ブラジルのダリオ・デュリガン(Dario Durigan)財務相は、過剰債務者が借入を再交渉できる連邦プログラム「デゼンローラ(Desenrola)」の新バージョンには、賭博プラットフォームに関連する新たな債務の発生を防ぐための規制が盛り込まれるべきだと述べた。
デュリガン財務相によれば、経済チームはこの措置を検討しており、賭博市場が引き起こした債務問題に対処するための最適なモデルを設計している。同政府は、近く「デゼンローラ2.0(Desenrola 2.0)」を発表する見通しだ。
デュリガン氏は、同省が「デゼンローラ(Desenrola)」の恩恵を受ける人々に対する対応策、すなわち条件や要件をどう設けるかを検討していると説明した。同氏は、本人が賭博によって直ちに再び借金を抱えるのであれば、既存の債務を解決しても意味がないと主張した。
彼は、下院の労働者党(PT) caucusとの会合後、記者団に対してこれらの発言を行った。具体的な詳細は避けたものの、政府が賭博支出への金銭的上限の導入と、「デゼンローラ」参加者が新たな賭博関連支出を負担する能力への制限の可能性の両方を検討していることを示唆した。

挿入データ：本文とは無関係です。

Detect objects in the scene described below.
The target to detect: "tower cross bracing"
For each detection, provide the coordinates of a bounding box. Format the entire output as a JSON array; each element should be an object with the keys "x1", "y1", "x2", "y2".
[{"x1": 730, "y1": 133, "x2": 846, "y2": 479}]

会合に出席した議員らによると、ドゥリガン氏はブラジルのより広範な過剰債務問題に対処する必要性を強調し、特に賭博から生じる債務に重点を置いたという。
4月には、ルイス・イナシオ・ルラ・ダ・シルバ(Luiz Inácio Lula da Silva)大統領の政権が家計債務の削減に焦点を当てた計画を準備していることが明らかになっていた。同計画には、債務再交渉に対する連邦政府の保証付与が含まれ、同プログラムに参加する人々に対して賭博への制限が設けられる見通しだ。
中央銀行のデータによると、1月の家計債務負担率は29.3%に達した。この数値は、2025年10月にも達したものであり、金融当局が2011年に開始した統計系列の中で最も高い水準である。
この状況を逆転させる計画は、ルーラ氏が再選を目指すとみられる10月の選挙の数カ月前に提示される予定だ。